We were coming in to Marseilles and there was a catamaran regatta going on between us and the old port. We had to time it right to slip through among the competitors. That was thrilling in itself, because having no experience in sail-powered movement the timing involved seemed incongruous. We saw the catamarans at real close quarters, with the skippers leaning over so low they were almost in the water – and when they fell over they were very much in the water. All their sails were fluorescent. Once we were through to the other side, I looked out to sea and gasped at this huge expanse of bevelled grey, concave and convex, with slashes of fluorescent colour like flags in the middle. Growing smaller and smaller.
We parked the boat in front of the town hall and had a cup of tea.
When I got home I took the biggest canvas I could find – it had to be big to get that huge sky in – and painted it grey. I did my best to make the paint as thick and uneven as possible, and lavish on lashes of light and dark grey and bits of white, but it looked disturbingly flat. I didn't dare to touch it for a long time.
Then I tried to draw in the shapes of the sails. To be in proportion, they would have been tiny pin pricks. I can't draw that small. It looked ridiculous. I went as far as painting the sails fluorescent orange, pink, green and yellow.
The result was abominable. It didn’t kill the power of the image I had in my mind; it just didn’t seem to be in any way remotely connected to it. It stayed in the garage for many moons, where it could have been mistaken for a picture of the concrete garage floor with graffiti on it.
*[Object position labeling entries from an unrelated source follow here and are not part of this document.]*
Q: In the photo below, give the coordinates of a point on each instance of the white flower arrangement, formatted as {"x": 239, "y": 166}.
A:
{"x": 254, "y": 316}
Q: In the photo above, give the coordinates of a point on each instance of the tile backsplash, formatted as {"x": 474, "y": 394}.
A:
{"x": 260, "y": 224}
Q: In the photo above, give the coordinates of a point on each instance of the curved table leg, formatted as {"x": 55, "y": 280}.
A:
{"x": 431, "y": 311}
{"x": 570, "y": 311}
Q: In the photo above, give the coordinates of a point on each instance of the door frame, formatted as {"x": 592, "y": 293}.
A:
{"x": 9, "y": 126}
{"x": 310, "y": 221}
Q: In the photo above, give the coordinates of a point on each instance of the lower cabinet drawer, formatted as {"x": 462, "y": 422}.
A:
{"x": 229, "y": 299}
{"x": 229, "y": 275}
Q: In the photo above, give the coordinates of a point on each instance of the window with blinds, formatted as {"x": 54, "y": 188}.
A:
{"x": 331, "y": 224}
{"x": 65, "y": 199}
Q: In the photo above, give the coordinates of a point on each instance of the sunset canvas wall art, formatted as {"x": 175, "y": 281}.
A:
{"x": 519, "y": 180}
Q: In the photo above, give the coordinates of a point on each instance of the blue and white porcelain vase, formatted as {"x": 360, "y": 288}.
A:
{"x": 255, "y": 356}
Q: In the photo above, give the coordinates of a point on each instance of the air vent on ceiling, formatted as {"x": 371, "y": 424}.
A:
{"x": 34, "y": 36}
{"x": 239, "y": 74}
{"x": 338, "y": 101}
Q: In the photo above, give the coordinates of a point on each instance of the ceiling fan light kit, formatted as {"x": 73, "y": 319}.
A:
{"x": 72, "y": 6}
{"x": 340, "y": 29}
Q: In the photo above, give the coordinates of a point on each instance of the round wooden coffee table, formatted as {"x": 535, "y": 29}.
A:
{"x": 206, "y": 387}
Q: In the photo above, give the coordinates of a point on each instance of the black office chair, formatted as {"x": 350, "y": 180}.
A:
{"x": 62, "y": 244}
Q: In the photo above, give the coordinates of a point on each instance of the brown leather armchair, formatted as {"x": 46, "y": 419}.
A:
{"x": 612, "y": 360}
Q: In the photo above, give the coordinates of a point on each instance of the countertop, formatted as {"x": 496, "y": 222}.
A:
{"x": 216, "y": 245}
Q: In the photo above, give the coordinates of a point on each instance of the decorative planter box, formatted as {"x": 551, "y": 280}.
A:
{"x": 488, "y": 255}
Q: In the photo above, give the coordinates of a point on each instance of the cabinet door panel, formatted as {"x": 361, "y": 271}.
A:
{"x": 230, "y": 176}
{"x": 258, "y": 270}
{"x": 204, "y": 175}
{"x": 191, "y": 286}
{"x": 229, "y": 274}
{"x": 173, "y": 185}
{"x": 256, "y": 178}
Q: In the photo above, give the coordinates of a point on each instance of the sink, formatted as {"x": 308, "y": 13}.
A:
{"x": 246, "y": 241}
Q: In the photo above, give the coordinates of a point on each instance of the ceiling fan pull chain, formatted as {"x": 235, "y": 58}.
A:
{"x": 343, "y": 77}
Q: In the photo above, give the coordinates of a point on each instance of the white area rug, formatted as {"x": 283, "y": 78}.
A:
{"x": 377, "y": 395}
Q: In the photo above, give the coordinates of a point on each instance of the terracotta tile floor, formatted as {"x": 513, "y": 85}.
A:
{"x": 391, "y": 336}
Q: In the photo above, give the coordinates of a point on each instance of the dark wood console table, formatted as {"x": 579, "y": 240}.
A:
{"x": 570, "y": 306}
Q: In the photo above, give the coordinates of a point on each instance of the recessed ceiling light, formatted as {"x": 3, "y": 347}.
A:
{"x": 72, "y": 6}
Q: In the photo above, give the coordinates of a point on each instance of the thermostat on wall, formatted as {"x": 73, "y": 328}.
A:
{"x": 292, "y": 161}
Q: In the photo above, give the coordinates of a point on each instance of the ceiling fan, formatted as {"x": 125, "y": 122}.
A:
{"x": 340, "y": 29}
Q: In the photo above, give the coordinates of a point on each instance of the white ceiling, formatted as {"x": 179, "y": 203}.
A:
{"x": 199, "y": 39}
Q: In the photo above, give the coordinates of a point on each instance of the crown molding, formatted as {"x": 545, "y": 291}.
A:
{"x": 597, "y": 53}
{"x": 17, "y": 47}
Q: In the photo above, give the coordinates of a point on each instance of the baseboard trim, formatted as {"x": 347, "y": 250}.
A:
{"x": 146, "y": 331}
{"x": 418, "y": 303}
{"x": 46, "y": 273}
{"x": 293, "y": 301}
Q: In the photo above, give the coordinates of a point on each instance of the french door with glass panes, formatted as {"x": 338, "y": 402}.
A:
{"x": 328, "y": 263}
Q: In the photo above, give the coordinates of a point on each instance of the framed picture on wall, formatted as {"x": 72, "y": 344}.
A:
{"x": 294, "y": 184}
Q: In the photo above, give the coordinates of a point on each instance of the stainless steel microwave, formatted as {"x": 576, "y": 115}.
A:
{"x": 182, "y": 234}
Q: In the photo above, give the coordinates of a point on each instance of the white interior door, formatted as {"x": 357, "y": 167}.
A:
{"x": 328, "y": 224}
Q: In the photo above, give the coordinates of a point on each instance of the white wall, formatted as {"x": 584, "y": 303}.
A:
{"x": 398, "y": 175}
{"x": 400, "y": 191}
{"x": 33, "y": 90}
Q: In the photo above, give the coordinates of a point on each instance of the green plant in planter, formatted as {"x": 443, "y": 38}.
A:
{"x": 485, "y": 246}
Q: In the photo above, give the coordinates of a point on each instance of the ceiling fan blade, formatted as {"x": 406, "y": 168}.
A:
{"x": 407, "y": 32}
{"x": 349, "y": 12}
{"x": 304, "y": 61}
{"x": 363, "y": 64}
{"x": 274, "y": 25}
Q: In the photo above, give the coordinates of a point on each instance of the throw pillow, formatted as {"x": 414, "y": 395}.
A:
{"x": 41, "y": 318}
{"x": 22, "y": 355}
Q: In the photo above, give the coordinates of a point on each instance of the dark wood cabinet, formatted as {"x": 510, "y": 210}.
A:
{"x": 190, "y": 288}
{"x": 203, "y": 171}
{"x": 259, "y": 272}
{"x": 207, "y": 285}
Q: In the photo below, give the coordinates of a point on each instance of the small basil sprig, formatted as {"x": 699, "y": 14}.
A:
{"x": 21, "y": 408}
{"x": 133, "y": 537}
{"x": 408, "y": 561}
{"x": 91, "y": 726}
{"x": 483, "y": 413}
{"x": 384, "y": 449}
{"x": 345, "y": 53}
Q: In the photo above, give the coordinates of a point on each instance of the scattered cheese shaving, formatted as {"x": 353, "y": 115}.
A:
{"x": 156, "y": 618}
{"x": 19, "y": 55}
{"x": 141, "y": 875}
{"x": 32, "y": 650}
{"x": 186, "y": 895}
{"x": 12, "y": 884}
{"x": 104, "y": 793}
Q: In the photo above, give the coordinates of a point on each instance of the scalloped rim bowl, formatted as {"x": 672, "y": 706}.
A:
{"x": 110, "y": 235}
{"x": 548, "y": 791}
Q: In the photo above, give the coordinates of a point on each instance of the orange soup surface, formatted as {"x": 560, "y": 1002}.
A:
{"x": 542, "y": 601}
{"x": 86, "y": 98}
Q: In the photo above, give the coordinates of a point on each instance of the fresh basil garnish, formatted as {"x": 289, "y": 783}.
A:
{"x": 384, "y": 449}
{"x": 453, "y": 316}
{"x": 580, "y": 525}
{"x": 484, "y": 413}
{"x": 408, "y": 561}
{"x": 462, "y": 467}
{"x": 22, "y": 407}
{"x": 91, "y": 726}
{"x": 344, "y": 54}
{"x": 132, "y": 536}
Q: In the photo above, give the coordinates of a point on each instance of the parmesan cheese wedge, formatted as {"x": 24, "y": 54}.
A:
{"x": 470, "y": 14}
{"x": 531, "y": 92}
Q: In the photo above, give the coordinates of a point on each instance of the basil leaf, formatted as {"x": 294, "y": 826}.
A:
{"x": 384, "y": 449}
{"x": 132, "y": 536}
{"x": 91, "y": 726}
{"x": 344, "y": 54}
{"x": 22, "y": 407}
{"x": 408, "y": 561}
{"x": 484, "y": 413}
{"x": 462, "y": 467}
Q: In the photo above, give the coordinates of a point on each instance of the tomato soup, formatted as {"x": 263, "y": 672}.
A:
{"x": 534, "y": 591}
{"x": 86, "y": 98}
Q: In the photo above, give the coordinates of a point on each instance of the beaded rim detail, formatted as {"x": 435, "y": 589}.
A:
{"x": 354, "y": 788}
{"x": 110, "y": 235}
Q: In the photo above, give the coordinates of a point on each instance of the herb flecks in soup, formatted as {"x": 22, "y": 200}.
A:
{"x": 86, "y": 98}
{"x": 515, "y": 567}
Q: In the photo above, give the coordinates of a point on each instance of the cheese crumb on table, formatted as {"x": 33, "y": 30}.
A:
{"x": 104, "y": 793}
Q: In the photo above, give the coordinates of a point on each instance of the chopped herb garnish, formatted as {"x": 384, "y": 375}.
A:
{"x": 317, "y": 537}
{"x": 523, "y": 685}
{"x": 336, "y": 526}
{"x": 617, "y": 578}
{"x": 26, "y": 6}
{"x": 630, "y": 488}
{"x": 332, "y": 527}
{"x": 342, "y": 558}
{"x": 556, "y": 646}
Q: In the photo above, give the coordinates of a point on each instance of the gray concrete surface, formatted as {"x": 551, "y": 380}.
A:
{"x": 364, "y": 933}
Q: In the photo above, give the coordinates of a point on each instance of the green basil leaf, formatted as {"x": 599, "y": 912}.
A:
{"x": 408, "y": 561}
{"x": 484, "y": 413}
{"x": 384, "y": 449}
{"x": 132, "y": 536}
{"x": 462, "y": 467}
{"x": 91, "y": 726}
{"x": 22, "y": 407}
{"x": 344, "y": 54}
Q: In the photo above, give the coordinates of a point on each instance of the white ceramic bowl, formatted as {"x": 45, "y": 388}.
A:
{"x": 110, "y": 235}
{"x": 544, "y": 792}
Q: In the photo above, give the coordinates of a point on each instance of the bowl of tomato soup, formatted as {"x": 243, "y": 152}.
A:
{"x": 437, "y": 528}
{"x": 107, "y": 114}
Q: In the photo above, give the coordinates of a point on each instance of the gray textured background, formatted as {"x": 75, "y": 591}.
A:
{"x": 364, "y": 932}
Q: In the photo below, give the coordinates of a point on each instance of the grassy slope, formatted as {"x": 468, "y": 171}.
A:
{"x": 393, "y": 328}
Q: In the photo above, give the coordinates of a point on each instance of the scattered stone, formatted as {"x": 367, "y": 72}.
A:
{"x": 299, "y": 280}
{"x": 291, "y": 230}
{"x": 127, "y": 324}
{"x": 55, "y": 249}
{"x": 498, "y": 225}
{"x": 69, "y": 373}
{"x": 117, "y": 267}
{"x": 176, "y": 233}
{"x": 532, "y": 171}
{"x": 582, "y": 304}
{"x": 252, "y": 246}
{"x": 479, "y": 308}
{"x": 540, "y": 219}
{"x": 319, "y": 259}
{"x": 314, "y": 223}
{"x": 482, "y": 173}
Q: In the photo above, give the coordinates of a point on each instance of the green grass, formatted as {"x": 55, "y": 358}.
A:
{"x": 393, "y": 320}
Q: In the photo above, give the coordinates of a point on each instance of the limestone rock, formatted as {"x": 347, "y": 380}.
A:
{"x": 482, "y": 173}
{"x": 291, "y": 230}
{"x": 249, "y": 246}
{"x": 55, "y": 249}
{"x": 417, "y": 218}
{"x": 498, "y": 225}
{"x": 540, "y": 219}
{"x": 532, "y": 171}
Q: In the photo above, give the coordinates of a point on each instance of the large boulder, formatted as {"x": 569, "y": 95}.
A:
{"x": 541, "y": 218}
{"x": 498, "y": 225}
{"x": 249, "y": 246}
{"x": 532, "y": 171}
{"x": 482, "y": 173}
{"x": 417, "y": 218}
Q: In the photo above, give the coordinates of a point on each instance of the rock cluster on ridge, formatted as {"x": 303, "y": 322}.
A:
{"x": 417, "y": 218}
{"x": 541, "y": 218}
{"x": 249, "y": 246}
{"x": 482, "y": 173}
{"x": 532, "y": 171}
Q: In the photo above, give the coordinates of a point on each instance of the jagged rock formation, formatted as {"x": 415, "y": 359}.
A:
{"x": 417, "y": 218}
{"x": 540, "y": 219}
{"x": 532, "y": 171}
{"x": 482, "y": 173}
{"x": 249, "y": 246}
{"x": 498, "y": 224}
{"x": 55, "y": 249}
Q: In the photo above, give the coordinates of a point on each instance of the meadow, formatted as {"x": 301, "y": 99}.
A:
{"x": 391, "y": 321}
Eventually the summer sun reactivated, as it periodically does, my urge to express my aesthetic gratitude through paint, and I hit the canvas with all my favourite colours of the moment, and even some, for a reason unknown to me, that I didn’t like, and didn’t seem to go together.
As soon as I thought of the word perseverance, Persephone came to mind, and I googled her and discovered she ate p o m e g r a n a t e seeds. It’s a small world.